In response to Clive Delmonte's letter (August 13) I can see both sides.
Schools with a predominant religion tend to do better in exams. It's a big plus, but it's not everything.
Multicultural schools, particularly in London, have produced a generation of pleasant, sociable, responsible young people who are keen to improve the future. The benefits of multicultural education are many and varied, not least because of the awareness raised and the friendships made. Every generation blames its youth, but the teenagers I read about in tabloids are far outweighed by the ones who do not commit atrocities.
Multicultural education creates a vibrant learning environment right from the earliest years, and to be in a class of teenagers from all over the world is an experience that outclasses any other profession.
Multicultural teaching is a big part of any training work its salt, and many young teachers entering the profession (I have met one bad one in 11 years) have grown up without the fear and loathing of racism.

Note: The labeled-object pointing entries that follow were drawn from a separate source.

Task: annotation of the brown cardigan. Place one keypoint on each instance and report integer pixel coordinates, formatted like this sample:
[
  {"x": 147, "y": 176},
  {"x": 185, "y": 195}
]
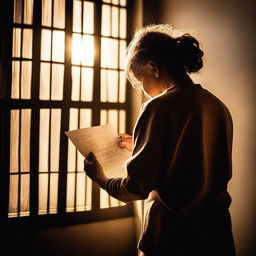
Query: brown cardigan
[{"x": 181, "y": 163}]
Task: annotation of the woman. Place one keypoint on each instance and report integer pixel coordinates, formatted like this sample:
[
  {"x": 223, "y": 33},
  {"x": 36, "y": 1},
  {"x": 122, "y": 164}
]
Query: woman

Religious schools, it should not be forgotten, offer tremendous support to students at weekends, in holidays, and outside mainstream school. I will never forget meeting a Year 8 new arrival once at a London comprehensive who could speak five languages fluently. Her support outside school was immense because of the religious community she was part of.
We all need, as Mr Delmonte rightly says, to look at the "lessons of history". We've reached a stage now where students can choose - I wonder where their choices will take us - they couldn't do worse than this government if they tried.